Robertsonian chromosomes and the nuclear architecture of mouse meiotic prophase spermatocytes

BACKGROUND: The nuclear architecture of meiotic prophase spermatocytes is based on higher-order patterns of spatial associations among chromosomal domains from different bivalents. The meiotic nuclear architecture depends on the chromosome characteristics and consequently is prone to modification by chromosomal rearrangements. In this work, we consider Mus domesticus spermatocytes with diploid chromosome number 2n = 40, all telocentric, and investigate a possible modification of the ancestral nuclear architecture due to the emergence of derived Rb chromosomes, which may be present in the homozygous or heterozygous condition. RESULTS: In the 2n = 40 spermatocyte nuclei random associations mediated by pericentromeric heterochromatin among the 19 telocentric bivalents ocurr at the nuclear periphery. The observed frequency of associations among them, made distinguishable by specific probes and FISH, seems to be the same for pairs that may or may not form Rb chromosomes. In the homozygote Rb 2n = 24 spermatocytes, associations also mediated by pericentromeric heterochromatin occur mainly between the three telocentric or the eight metacentric bivalents themselves. In heterozygote Rb 2n = 32 spermatocytes all heterochromatin is localized at the nuclear periphery, yet associations are mainly observed among the three telocentric bivalents and between the asynaptic axes of the trivalents. CONCLUSIONS: The Rb chromosomes pose sharp restrictions for interactions in the 2n = 24 and 2n = 32 spermatocytes, as compared to the ample possibilities for interactions between bivalents in the 2n = 40 spermatocytes. Undoubtedly the emergence of Rb chromosomes changes the ancestral nuclear architecture of 2n = 40 spermatocytes since they establish new types of interactions among chromosomal domains, particularly through centromeric and heterochromatic regions at the nuclear periphery among telocentric and at the nuclear center among Rb metacentric ones.
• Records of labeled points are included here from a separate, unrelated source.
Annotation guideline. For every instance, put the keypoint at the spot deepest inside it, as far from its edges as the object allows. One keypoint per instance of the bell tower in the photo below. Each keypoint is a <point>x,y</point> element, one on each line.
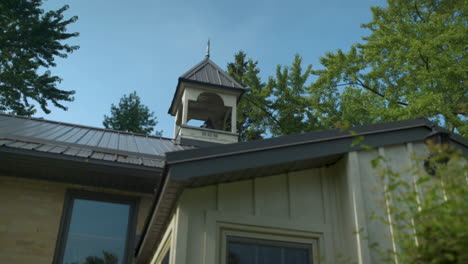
<point>206,93</point>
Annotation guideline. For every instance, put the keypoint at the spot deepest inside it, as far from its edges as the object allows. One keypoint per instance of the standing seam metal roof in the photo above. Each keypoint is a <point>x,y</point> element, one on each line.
<point>83,141</point>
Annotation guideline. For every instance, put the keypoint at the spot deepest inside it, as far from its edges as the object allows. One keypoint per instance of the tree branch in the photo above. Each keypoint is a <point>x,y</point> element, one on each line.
<point>418,13</point>
<point>377,92</point>
<point>425,60</point>
<point>266,111</point>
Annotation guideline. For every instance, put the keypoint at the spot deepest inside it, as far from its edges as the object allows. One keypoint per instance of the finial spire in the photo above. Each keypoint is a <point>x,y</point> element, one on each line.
<point>207,55</point>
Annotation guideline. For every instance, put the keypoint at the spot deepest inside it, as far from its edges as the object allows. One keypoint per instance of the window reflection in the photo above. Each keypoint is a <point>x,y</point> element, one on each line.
<point>97,232</point>
<point>259,251</point>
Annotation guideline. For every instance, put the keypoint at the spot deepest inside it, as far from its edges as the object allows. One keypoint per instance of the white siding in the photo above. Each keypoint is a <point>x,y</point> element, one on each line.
<point>332,205</point>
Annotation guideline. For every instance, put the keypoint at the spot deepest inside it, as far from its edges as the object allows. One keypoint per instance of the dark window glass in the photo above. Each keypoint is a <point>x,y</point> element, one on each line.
<point>97,232</point>
<point>166,257</point>
<point>259,251</point>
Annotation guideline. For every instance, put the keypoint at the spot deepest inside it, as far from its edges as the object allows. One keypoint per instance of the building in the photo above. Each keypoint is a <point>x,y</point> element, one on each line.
<point>70,193</point>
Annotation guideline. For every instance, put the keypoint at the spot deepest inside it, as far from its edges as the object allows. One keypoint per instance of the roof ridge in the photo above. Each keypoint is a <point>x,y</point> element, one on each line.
<point>40,119</point>
<point>225,73</point>
<point>220,72</point>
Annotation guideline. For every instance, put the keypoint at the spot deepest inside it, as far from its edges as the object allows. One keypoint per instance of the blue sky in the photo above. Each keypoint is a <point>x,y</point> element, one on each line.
<point>145,45</point>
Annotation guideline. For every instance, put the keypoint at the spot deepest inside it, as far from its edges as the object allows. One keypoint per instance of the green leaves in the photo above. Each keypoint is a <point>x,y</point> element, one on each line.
<point>429,209</point>
<point>412,64</point>
<point>30,40</point>
<point>131,116</point>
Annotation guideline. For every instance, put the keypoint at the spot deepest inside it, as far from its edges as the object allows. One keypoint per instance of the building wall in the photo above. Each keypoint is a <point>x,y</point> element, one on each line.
<point>30,214</point>
<point>330,207</point>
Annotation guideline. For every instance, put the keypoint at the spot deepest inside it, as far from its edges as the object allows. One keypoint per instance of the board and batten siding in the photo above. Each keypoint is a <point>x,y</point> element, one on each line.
<point>330,206</point>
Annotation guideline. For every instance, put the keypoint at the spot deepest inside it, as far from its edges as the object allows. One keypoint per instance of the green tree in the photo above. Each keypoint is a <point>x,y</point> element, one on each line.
<point>278,107</point>
<point>131,116</point>
<point>413,63</point>
<point>30,41</point>
<point>253,109</point>
<point>429,213</point>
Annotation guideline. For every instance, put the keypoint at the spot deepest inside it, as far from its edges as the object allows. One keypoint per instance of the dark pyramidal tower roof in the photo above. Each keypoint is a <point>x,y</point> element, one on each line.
<point>208,72</point>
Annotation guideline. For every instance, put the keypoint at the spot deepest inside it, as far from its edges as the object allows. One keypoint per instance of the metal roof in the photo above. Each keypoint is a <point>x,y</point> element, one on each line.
<point>84,142</point>
<point>208,72</point>
<point>246,160</point>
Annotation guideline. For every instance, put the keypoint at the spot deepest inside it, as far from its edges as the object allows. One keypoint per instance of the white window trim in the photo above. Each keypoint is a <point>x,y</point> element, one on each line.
<point>265,233</point>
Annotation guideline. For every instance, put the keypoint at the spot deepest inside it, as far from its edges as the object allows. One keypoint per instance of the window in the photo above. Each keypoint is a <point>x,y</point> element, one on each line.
<point>242,250</point>
<point>96,228</point>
Model of chromosome associations in Mus domesticus spermatocytes

Understanding the spatial organization of the chromosomes in meiotic nuclei is crucial to our knowledge of the genome's functional regulation, stability and evolution. This study examined the nuclear architecture of Mus domesticus 2n=40 pachytene spermatocytes, analyzing the associations among autosomal bivalents via their Centromere Telomere Complexes (CTC). The study developed a nuclear model in which each CTC was represented as a 3D computer object. The probability of a given combination of associations among CTC was estimated by simulating a random distribution of 19 indistinguishable CTC over n indistinguishable "cells" on the nuclear envelope. The estimated association frequencies resulting from this numerical approach were similar to those obtained by quantifying actual associations in pachytene spermatocyte spreads. The nuclear localization and associations of CTC through the meiotic prophase in well-preserved nuclei were also analyzed. We concluded that throughout the meiotic prophase: 1) the CTC of autosomal bivalents are not randomly distributed in the nuclear space; 2) the CTC associate amongst themselves, probably at random, over a small surface of the nuclear envelope, at the beginning of the meiotic prophase; 3) the initial aggregation of centromere regions occurring in lepto-zygotene likely resolves into several smaller aggregates according to patterns of preferential partitioning; 4) these smaller aggregates spread over the inner face of the nuclear envelope, remaining stable until advanced stages of the meiotic prophase or even until the first meiotic division.